Anyway, I imagine the *social* structures of the internet are going to go through some changes. Freecycle plus, maybe? Microloans and microsavings-and-loans?
 
 
Tsuga
01:02 / 19.11.08
today we spend much of our money on healthcare, child care, and education
and wide-screen plasma HDTVs, ipods, new cars every two years (here in the states, trucks with truck nutz here in the south), UV sunglasses, food processors, and 24-month aged parmesan reggiano. We're going to have a hard time if we have to learn to live without our luxuries like the majority of the rest of the world. It's hard not to want to be selfish when you can have so many nice things, and we've certainly been that. This eternal growth model couldn't be sustainable.

grant, personally, I am thankful for the modicum of social interaction that I get through this here box, because frankly, I don't get very much outside it (and I don't frequent many places besides here, how sad is that?). Still, I think that there is something disconnected and isolated about the mostly television-based and now somewhat internet-based society we're a part of now. There is a level of abstraction that disassociates people on the internet, which can be good at times but takes people some level apart. Though I'm sure there are many internet sites where interaction is more personal and possibly more emotionally deep than what's ostensibly a more cerebral site like this. Maybe through this crisis the internet will evolve into something even more effective interpersonally to help people through it, but I think real-life is always going to be more effective, when it works.
I don't know, reading back that sounds kind of like nonsense, but I'll post it anyway.



by the way, very good to see you, afj.
 
 
Lucid Frenzy
16:39 / 19.11.08
Mashedcat said:
` banking and monetarism is fundamentally wrong,,, money is invented by banks out of thin air.

Mashedcat, you use three dots to make an ellipse like this... not three commas like that,,,

mortgage,,,is french word,,,,it means "death grip"

Nope, ‘gage’ means ‘bet’ or ‘pledge’. ‘Prise’ is French for grip.

...can people who work in banks claim "they were only following orders" or are they responsible for their actions ?

Well not that nice young woman in my local branch, she’s always so smiley and willing to help out. But that grumpy git who often has the till up near the far end, I could believe he’s part of it all.
 
 
grant
19:54 / 24.11.08
Remarkable Gleaning.

A farm family that traditionally lets the public pick whatever vegetables they like after the harvest was stunned when 40,000 strangers showed up.
 
 
grant
16:59 / 02.12.08
Curious about what's happening in Iceland?

Here: NewsFrettir.com

One of the people who lost jobs in Iceland decided to translate Icelandic news into English for free, so the rest of us would know what was going on.

Bank runs & major inflation are the top stories now, as it happens.
 
 
grant
13:45 / 22.12.08
So now the chief of the Bank of Spain says we face a global financial meltdown.

And the former U.S. Comptroller General, David Walker, says the U.S. will soon owe more than all its citizens are worth.
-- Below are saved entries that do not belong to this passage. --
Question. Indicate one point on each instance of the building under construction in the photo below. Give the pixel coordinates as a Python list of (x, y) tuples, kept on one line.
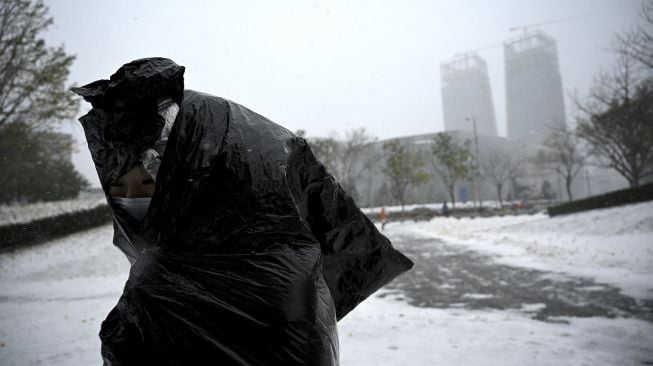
[(534, 94), (466, 95)]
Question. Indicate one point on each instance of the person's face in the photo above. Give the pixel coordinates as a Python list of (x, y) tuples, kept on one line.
[(137, 182)]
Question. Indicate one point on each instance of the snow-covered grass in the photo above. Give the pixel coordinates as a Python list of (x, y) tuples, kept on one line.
[(53, 298), (18, 214), (613, 245), (388, 332), (433, 206)]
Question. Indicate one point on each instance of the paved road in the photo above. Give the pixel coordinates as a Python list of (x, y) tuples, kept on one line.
[(447, 276)]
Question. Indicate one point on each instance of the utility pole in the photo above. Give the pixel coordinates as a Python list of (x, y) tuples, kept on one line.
[(476, 168), (587, 180)]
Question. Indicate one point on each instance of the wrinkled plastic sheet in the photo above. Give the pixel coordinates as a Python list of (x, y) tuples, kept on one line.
[(250, 251)]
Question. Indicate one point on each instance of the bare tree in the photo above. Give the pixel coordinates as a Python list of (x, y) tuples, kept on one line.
[(497, 167), (32, 75), (616, 120), (354, 155), (452, 161), (562, 154), (327, 150), (637, 43), (404, 169)]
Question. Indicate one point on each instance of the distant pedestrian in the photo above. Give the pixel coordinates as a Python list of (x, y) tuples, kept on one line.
[(384, 218)]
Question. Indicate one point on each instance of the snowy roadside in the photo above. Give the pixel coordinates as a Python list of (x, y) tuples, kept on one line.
[(19, 214), (613, 245), (53, 298)]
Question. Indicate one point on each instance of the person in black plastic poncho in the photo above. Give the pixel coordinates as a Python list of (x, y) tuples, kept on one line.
[(244, 251)]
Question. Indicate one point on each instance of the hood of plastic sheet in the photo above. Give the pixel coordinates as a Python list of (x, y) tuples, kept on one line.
[(247, 241)]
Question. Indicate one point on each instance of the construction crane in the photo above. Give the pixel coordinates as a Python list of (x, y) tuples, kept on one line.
[(526, 28)]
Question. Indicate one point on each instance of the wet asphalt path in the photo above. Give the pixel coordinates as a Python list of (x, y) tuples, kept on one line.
[(447, 276)]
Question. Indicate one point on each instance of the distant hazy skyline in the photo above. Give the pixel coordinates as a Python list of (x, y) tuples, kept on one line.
[(330, 66)]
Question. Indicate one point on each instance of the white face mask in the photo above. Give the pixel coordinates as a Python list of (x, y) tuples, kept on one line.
[(135, 207)]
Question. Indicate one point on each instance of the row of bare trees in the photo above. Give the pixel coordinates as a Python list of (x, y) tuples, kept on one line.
[(34, 98)]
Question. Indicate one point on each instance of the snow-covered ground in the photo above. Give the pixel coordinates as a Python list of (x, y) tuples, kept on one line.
[(16, 214), (53, 298), (613, 245)]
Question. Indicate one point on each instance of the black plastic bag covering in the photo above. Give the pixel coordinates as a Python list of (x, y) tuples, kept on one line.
[(250, 250)]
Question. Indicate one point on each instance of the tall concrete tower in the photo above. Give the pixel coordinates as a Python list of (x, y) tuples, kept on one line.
[(534, 95), (466, 94)]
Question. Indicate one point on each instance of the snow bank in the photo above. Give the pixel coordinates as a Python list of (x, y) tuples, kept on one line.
[(613, 245), (18, 214)]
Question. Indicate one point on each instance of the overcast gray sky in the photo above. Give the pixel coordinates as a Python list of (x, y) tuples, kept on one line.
[(329, 66)]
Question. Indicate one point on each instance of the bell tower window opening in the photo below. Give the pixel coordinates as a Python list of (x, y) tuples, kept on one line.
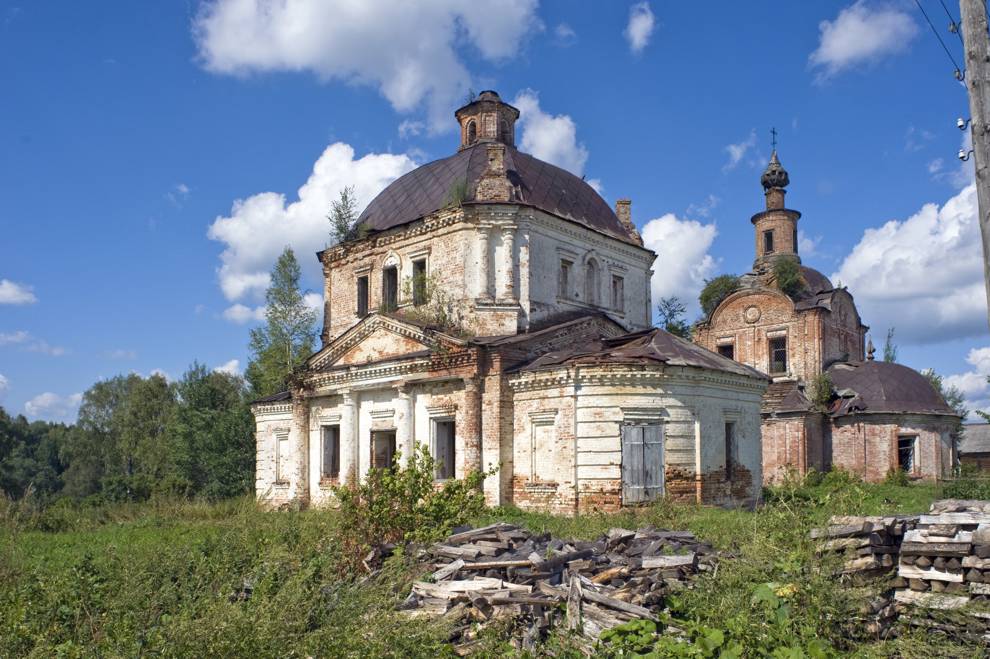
[(390, 288), (778, 355)]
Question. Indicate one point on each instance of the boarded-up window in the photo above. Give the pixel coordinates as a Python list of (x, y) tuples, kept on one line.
[(330, 467), (541, 453), (642, 463), (731, 450), (443, 448), (906, 453), (282, 456), (618, 293), (564, 278), (390, 288), (419, 282), (362, 296), (778, 355)]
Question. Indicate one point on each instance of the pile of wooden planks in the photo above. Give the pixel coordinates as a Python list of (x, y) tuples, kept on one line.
[(536, 582), (867, 546)]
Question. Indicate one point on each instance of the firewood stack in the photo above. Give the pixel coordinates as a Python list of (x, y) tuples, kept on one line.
[(867, 549), (945, 566), (503, 572)]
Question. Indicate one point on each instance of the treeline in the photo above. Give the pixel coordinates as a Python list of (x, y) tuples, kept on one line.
[(136, 437)]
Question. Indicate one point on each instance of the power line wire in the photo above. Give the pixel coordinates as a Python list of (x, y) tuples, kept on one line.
[(952, 59)]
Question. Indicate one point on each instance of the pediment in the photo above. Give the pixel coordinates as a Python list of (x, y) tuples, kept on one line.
[(375, 339)]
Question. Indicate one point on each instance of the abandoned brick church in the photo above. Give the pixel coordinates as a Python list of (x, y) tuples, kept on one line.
[(497, 312)]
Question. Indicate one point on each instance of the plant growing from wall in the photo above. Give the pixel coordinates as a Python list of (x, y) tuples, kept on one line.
[(716, 290), (787, 274)]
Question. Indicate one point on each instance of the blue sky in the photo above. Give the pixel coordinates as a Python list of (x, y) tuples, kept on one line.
[(152, 156)]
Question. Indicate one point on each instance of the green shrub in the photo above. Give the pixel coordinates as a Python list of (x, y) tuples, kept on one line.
[(716, 290)]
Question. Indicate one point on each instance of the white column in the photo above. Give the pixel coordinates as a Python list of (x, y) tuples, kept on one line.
[(484, 269), (348, 439), (404, 434), (506, 285)]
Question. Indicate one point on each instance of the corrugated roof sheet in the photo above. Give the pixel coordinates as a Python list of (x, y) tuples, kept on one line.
[(428, 188)]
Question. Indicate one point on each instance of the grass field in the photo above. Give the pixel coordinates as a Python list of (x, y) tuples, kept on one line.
[(169, 579)]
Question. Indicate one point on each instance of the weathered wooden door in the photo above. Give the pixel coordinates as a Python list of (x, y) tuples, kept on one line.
[(642, 463)]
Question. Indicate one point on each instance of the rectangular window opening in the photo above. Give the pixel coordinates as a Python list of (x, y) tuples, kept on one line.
[(906, 453), (443, 448), (419, 282), (390, 288), (330, 467), (618, 293), (564, 278), (778, 355), (731, 456), (362, 306), (281, 457)]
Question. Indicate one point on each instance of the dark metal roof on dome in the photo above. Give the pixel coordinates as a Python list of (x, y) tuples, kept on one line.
[(654, 345), (535, 183), (873, 387)]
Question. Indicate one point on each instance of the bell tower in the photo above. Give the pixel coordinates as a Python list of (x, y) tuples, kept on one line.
[(776, 227), (487, 119)]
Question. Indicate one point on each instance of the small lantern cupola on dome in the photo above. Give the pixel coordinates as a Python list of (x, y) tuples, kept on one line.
[(486, 118)]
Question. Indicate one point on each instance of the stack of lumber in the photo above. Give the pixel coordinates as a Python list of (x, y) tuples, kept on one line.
[(505, 572), (945, 566), (867, 546)]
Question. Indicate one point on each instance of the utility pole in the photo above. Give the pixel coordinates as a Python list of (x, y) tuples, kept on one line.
[(977, 46)]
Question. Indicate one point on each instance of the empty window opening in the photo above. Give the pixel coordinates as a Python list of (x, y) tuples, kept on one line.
[(906, 453), (443, 448), (282, 457), (731, 455), (618, 293), (419, 282), (362, 307), (330, 467), (383, 449), (564, 278), (591, 282), (390, 288), (778, 355)]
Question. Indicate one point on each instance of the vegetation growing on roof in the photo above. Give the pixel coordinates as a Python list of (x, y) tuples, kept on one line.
[(716, 290), (787, 274)]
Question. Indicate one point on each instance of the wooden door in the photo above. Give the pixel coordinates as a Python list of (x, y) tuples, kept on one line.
[(642, 463)]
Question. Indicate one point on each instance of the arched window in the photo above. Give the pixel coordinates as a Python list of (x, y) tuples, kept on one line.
[(591, 282)]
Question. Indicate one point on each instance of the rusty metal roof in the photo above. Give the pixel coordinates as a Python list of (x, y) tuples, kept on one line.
[(535, 183), (873, 387), (654, 345)]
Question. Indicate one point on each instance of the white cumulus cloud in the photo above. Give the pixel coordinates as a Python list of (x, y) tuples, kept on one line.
[(233, 367), (861, 34), (639, 29), (549, 137), (922, 275), (412, 52), (683, 262), (53, 407), (13, 293), (261, 226)]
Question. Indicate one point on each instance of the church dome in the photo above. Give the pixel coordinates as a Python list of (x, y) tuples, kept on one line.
[(883, 387), (454, 179)]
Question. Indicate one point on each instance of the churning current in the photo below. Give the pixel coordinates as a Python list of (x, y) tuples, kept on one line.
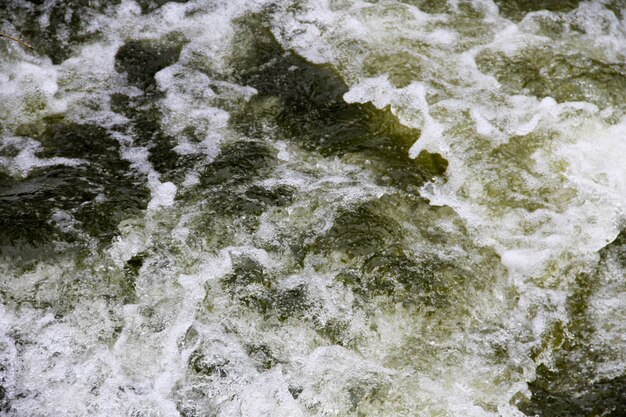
[(294, 208)]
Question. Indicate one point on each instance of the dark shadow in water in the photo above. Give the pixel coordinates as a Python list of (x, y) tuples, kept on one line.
[(570, 388), (97, 195)]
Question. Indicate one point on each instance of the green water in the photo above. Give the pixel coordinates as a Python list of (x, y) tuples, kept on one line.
[(292, 208)]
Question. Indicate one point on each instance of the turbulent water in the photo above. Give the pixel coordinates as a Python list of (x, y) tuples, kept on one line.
[(313, 208)]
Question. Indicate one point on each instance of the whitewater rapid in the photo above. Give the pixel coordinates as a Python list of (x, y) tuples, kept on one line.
[(313, 208)]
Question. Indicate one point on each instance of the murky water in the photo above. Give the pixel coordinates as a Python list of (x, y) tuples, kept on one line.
[(313, 208)]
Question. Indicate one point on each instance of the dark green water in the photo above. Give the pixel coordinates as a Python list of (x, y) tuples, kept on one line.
[(292, 208)]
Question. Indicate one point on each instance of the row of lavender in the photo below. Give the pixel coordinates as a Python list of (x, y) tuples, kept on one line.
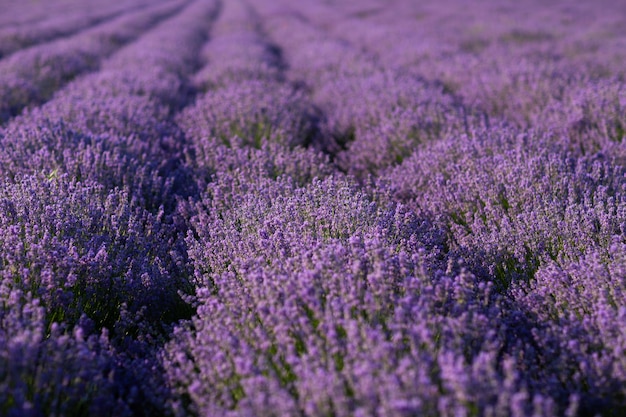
[(479, 272), (261, 209), (94, 267)]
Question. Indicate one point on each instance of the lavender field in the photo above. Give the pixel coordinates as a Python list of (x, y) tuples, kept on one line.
[(317, 208)]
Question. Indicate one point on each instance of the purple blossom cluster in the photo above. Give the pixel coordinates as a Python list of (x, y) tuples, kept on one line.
[(262, 208)]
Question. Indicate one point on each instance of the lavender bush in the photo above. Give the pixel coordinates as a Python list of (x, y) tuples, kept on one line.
[(262, 208)]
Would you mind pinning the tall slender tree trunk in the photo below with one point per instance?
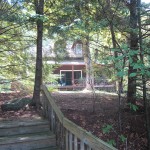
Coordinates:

I believe that includes the Wall Street CEOs who jaunted off with the multimillion dollar bonuses.
 
 
Tsuga
21:43 / 22.12.08
So now the chief of the Bank of Spain says we face a global financial meltdown.
Face one? We're in one. Maybe we should change this thread title to "Ongoing Financial Crisis". All of the economic signs I see here are pretty grim. I was looking today at building permits filed for about seven counties around here, it's amazing how drastically they've dropped in the last few months. A number of businesses are closing and up for sale, drastic layoffs or cuts in hours, and I think this is not unique to the area. 2009 is going to be a harsh new year, economically speaking. Paul Krugman has had some interesting articles lately, today he's talking about what the future economic landscape may look like.
 
 
grant
15:11 / 10.02.09
So about the time we were having this conversation here, there was an electronic run on the banks that came, some Congress members say, within 3 hours of destroying the world financial system.
 
 
Quantum
15:47 / 17.03.09
It's a bit like the end of Fight Club without the excellent Pixies theme.